First, define the function.
def match_sim(row1 ,row2):
keys = row1.asDict().keys()
total = len(keys)
count = 0
for key in keys:
if row1[key] == row2[key]:
count += 1
return float(count)/total
def cosine_sim(vec1 ,vec2):
dot = abs(vec1.dot(vec2))
n1 = vec1.norm(None)
n2 = vec1.norm(None)
return float(dot/(n1*n2))
match_sim is a function for measuring the similarity of categorical variables. Pass the Row type of pyspark. Returns 1 if they match, 0 if they don't match, and returns the value divided by the compared features.
cosine_sim is a function for calculating cosine similarity Pass the DenseVector type of pyspark.mllib.
Use this function to calculate the similarity for each row.
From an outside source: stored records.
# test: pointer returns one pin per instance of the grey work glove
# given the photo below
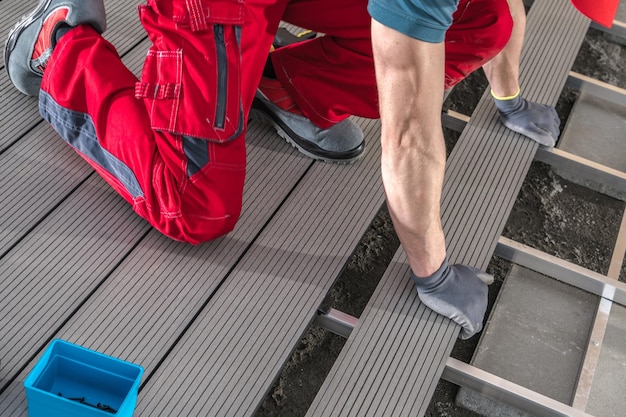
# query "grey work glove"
(536, 121)
(458, 292)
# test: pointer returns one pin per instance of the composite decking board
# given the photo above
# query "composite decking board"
(147, 301)
(46, 275)
(35, 175)
(124, 31)
(38, 172)
(358, 377)
(228, 359)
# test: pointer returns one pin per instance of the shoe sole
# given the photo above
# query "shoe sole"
(260, 112)
(11, 43)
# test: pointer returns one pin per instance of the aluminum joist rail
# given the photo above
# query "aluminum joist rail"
(397, 353)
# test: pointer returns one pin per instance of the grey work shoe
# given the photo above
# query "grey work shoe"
(30, 43)
(341, 143)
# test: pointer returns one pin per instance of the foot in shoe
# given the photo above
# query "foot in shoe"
(340, 143)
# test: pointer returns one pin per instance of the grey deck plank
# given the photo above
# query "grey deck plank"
(226, 362)
(484, 174)
(146, 302)
(124, 31)
(56, 267)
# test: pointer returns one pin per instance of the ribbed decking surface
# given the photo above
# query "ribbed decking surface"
(396, 354)
(211, 324)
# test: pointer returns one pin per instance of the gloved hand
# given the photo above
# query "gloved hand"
(458, 292)
(536, 121)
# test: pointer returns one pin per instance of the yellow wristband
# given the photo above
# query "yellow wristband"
(507, 97)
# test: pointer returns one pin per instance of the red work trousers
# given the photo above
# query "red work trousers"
(172, 142)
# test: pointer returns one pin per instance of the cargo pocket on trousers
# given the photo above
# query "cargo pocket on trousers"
(191, 80)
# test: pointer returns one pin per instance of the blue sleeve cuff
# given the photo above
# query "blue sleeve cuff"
(412, 18)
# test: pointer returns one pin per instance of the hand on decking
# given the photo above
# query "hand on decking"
(458, 292)
(539, 122)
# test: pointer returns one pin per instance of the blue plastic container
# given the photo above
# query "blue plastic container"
(72, 381)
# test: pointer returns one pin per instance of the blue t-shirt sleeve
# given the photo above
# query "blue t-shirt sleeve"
(426, 20)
joined_rdd = joined_df.rdd.map(lambda x: (
Row(mc_1=x.mc_1, mtc_1=x.mtc_1, mc_2=x.mc_2, mtc_2=x.mtc_2),
Row(label1=x.label1_1, label2=x.label2_1, label3=x.label3_1, label4=x.label4_1, label5=x.label5_1),
DenseVector([x.label6_1,x.label7_1,x.label8_1,x.label9_1,x.label10_1]),
Row(label1=x.label1_2, label2=x.label2_2, label3=x.label3_2, label4=x.label4_2, label5=x.label5_2),
DenseVector([x.label6_2,x.label7_2,x.label8_2,x.label9_2,x.label10_2])
)) \
.map(lambda x: (x[0], match_sim(x[1], x[3]), cosine_sim(x[2], x[4]))) \
.map(lambda x: (x[0].mc_1, x[0].mtc_1, x[0].mc_2, x[0].mtc_2, x[1], x[2]))
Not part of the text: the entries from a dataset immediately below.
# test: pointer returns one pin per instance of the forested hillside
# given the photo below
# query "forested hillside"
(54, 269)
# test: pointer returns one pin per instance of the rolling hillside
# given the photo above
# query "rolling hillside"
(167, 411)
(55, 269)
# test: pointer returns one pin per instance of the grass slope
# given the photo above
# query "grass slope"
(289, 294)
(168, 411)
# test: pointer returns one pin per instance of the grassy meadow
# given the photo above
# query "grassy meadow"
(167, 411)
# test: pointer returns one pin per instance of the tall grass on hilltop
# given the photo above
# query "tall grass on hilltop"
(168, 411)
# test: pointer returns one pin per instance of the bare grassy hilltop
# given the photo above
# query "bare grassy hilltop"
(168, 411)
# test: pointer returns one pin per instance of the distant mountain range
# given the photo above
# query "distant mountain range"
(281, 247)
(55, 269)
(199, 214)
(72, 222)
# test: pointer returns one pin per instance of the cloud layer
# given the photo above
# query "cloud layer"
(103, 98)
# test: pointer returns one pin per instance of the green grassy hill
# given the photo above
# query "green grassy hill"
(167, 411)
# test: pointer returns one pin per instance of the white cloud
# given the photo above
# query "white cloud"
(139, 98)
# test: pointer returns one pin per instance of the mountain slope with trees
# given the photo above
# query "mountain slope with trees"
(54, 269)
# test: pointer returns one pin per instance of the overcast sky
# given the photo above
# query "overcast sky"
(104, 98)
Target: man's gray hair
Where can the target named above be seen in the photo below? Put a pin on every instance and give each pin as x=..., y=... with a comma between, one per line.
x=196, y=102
First, convert the DataFrame type joined_df created earlier to the rdd type and map it (1st line). Save 5 data types for each combination. Row (mc_1 = x.mc_1 ...) is a Row (2nd row) for storing a unique key for similarity. Row (label1 = x.label1_1 ...) is the Row for storing categorical variables (3rd row) DenseVector (x.label6_1, ...) is a Vector for storing continuous variables (4th line) The 5th and 6th lines store the categorical variables and continuous variables of the other line for similarity.
Map further to the RDD that saved the 5 types of data types created in this way (line 8). With x [0] as is, the match similarity is calculated for x [1] and x [3], and the cosine similarity is calculated for x [2] and x [4]. Finally, format it so that it can be passed to the DataFrame type again (line 9).
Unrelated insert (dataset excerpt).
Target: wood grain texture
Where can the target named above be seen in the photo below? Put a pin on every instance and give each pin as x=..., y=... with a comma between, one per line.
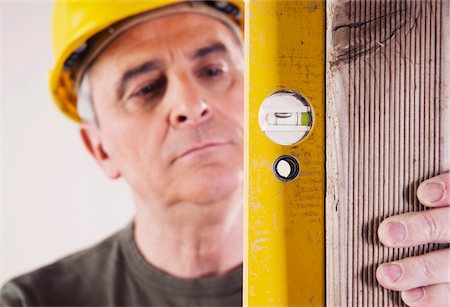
x=387, y=130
The similarity table created in this way is as follows.
sqlContext.createDataFrame(joined_rdd, ['tar_mc', 'tar_mtc', 'res_mc', 'res_mtc', 'match_sim', 'cosine_sim']).show()
+------+-------+------+-------+---------+--------------------+
|tar_mc|tar_mtc|res_mc|res_mtc|match_sim| cosine_sim|
+------+-------+------+-------+---------+--------------------+
| aaa| a| aaa| b| 0.4| 0.2979433262317515|
| aaa| a| bbb| a| 0.2| 0.2161103600613806|
| aaa| a| bbb| b| 0.4| 0.6933162039799152|
| aaa| a| ccc| a| 0.0| 0.34941331375143353|
| aaa| a| ccc| b| 0.6| 0.5354750033557132|
| aaa| b| aaa| a| 0.4| 0.19428899651078324|
| aaa| b| bbb| a| 0.2| 0.10702152405150611|
| aaa| b| bbb| b| 0.2| 0.4033681950723296|
| aaa| b| ccc| a| 0.0| 0.20097172584128625|
| aaa| b| ccc| b| 0.4| 0.6861144738544892|
| bbb| a| aaa| a| 0.2| 0.3590385377694502|
| bbb| a| aaa| b| 0.2| 0.27266040008605663|
| bbb| a| bbb| b| 0.0| 1.1313716028957246|
| bbb| a| ccc| a| 0.4|0.009321106239696326|
| bbb| a| ccc| b| 0.0| 1.0017633803368193|
| bbb| b| aaa| a| 0.4| 0.2176828683879606|
| bbb| b| aaa| b| 0.2| 0.194213765887726|
| bbb| b| bbb| a| 0.0| 0.21381230488831227|
| bbb| b| ccc| a| 0.0| 0.21074015342537053|
| bbb| b| ccc| b| 0.6| 0.34536679942567616|
+------+-------+------+-------+---------+--------------------+
only showing top 20 rows
For each key, the similarity and cosine similarity by category match are calculated.
This time, I used docker's jupyter-spark image to create a sample to measure the similarity between data. There should be a more concise way to write it (such as using MLlib's ColumnSimilarity), but for a variety of reasons, I wrote this roundabout code this time around. I'm a beginner of docker and spark, so I'd like to practice a little more from now on.